CHAIRMAN FRED UPTON
| FOR IMMEDIATE RELEASE
June 27, 2013
CONTACT: Press Office
Commerce, Manufacturing, and Trade Subcommittee Convenes Hearing on A Tangle of Trade Barriers: How India’s Industrial Policy is Hurting U.S. Companies
Click here to watch the hearing beginning at 10 a.m. ET
Opening Statement of Commerce, Manufacturing, and Trade Subcommittee Chairman Lee Terry
I appreciate everyone joining us for today’s hearing which will focus on a very timely issue: how India’s trade policies are affecting U.S. companies and the broader impact these policies may have on the American economy.
For a long time, India has been considered a close trading partner of the United States. Since the 1990s, U.S. trade in goods with India has flourished into a relationship worth nearly $60 billion a year. In the last decade alone, the U.S. has become India’s second largest export market. And this relationship is not completely one-sided: in 2012 the U.S. exported about $20 billion in goods to India, making it our 18th largest export market. A large percentage of these exports being defense related, which is critical to maintaining strong ties with one our closest military allies in the region.
Opening Statement of Energy and Commerce Committee Chairman Fred Upton
This is a timely hearing on a topic of great importance to both U.S. companies and the public at large. We have a strong and growing trade relationship with India, as well as an important strategic alliance on the world stage. A key U.S. advantage in our trade with India is our strength in innovation and the resulting intellectual property – from high-tech, to green-tech, to medical technology. India is an important investment partner for a number of U.S. companies in these fields, but unfortunately, these companies like Pfizer in southwest Michigan are facing a serious threat to their intellectual property, thus jeopardizing the trade relationship we have with India in those industries.
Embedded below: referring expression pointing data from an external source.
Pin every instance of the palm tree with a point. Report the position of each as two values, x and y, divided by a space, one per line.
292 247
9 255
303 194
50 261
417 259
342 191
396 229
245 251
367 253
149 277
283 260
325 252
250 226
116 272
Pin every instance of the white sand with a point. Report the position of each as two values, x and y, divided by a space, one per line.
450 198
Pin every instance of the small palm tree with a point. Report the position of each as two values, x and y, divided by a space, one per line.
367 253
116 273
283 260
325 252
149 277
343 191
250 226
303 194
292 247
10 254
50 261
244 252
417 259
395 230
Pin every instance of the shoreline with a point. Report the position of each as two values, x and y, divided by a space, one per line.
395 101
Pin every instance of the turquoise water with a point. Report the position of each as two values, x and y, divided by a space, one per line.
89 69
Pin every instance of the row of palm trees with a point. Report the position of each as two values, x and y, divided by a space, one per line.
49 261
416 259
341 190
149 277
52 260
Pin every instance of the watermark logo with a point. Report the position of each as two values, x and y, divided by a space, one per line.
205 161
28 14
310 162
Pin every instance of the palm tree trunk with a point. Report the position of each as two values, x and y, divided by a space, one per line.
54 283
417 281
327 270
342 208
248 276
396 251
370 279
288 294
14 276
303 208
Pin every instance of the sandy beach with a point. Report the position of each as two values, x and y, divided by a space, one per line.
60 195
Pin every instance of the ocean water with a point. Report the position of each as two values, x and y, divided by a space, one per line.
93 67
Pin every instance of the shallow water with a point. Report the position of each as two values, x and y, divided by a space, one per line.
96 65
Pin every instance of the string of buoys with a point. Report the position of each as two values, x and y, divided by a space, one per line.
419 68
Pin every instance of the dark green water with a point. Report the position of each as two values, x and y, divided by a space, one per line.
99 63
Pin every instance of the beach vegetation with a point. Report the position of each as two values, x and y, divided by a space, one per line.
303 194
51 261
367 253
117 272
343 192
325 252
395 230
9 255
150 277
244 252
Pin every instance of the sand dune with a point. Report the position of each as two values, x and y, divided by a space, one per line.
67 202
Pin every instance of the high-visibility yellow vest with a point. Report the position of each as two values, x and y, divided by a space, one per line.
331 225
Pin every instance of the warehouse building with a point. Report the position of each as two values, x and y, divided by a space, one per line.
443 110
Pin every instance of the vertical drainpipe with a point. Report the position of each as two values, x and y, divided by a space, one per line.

India has not been a battleground in the effort to protect intellectual property in recent years, but with recent developments, that soon may change. While the use of compulsory licenses is permitted under international trade agreements, their use should be reserved for serious situations such as an epidemic, making critically needed drugs available en masse in relatively short periods of time. India issued its first compulsory license last year and is considering issuing three more under the guise of making expensive cancer drugs available for the “urgent needs of public health” and for failure to manufacture the pharmaceuticals in India.